The transcripts from this conspiracy case show that several founding Brotherhood members who were indicted in 1972, including Jack “Dark Cloud” Harrington, who is deceased, were still flying back and forth between Southern California and Kabul, arranging hash loads years later. There is a lot of testimony from the government's main witness Walter McAllister, that Smith was directly involved in the scheme, but there's a tiny problem. The Smith McAlllister was talking about was a different guy, a certain Vernon “Smitty” Smith, who was a carpenter who helped construct Mystic Arts World, the Brotherhood's head shop, art gallery, beadshop and bookstore on Pacific Coast Highway.
At one point in the transcript, prosecutors ask McAllister about Brenice Smith and his involvement. Pressed for details, the best McAllister could say was that he thought Brenice Smith might have been at the house in San Clemente where certain discussions about the smuggling operation took place, but that he wasn't sure. And while McAllister did testify that Smith flew to Kabul with Harrington at one point during the venture, he didn't fly there to help with the smuggling operation, but rather to visit “his goofy guru.” McAllister added that all Smith and Harrington did on this trip was “build a tennis court” in Kabul, “which slowed everything down.”
So there you go, folks: Brenice Lee Smith, guilty of building a tennis court and looking for his goofy guru, whoever that was. 

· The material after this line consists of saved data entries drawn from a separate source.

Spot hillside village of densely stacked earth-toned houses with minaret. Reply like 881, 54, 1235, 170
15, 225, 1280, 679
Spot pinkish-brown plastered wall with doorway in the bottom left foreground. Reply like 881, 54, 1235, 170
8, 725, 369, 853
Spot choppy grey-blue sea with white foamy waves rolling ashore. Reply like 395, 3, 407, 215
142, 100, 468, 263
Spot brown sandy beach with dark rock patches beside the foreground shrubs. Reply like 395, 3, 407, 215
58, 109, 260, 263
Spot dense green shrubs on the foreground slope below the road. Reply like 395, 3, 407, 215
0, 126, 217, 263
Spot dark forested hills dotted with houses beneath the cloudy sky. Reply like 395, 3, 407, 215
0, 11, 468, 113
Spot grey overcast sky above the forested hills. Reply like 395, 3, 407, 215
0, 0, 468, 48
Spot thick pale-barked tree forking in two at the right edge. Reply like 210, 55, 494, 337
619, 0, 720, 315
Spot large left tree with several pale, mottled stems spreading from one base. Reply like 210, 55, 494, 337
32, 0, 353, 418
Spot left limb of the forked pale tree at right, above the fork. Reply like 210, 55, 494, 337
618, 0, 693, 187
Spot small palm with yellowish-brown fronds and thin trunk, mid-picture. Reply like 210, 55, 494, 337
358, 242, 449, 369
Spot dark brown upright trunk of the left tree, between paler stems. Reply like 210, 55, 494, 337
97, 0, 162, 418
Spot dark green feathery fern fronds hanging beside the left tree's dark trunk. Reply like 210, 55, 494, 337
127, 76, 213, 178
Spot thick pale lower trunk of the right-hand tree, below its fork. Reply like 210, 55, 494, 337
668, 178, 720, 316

It's unclear if Deputy District Attorney Jim Hicks, the son of Cecil Hicks, who presided over the DA's office during the original Brotherhood conspiracy case, has even bothered to read through the transcripts from this second conspiracy case. However, Gerardo Gutierrez, Smith's Chicago-based attorney, has already filed a motion to have all the charges against his client dismissed. Smith's next hearing is scheduled for December 7, a day that will live in infamy if Hicks doesn't come to his senses and end this expensive charade once and for all, thus having the honor of closing the books on the long, strange trip that is the story of the Brotherhood of Eternal Love, perhaps the most surreal saga ever to take place in Orange County.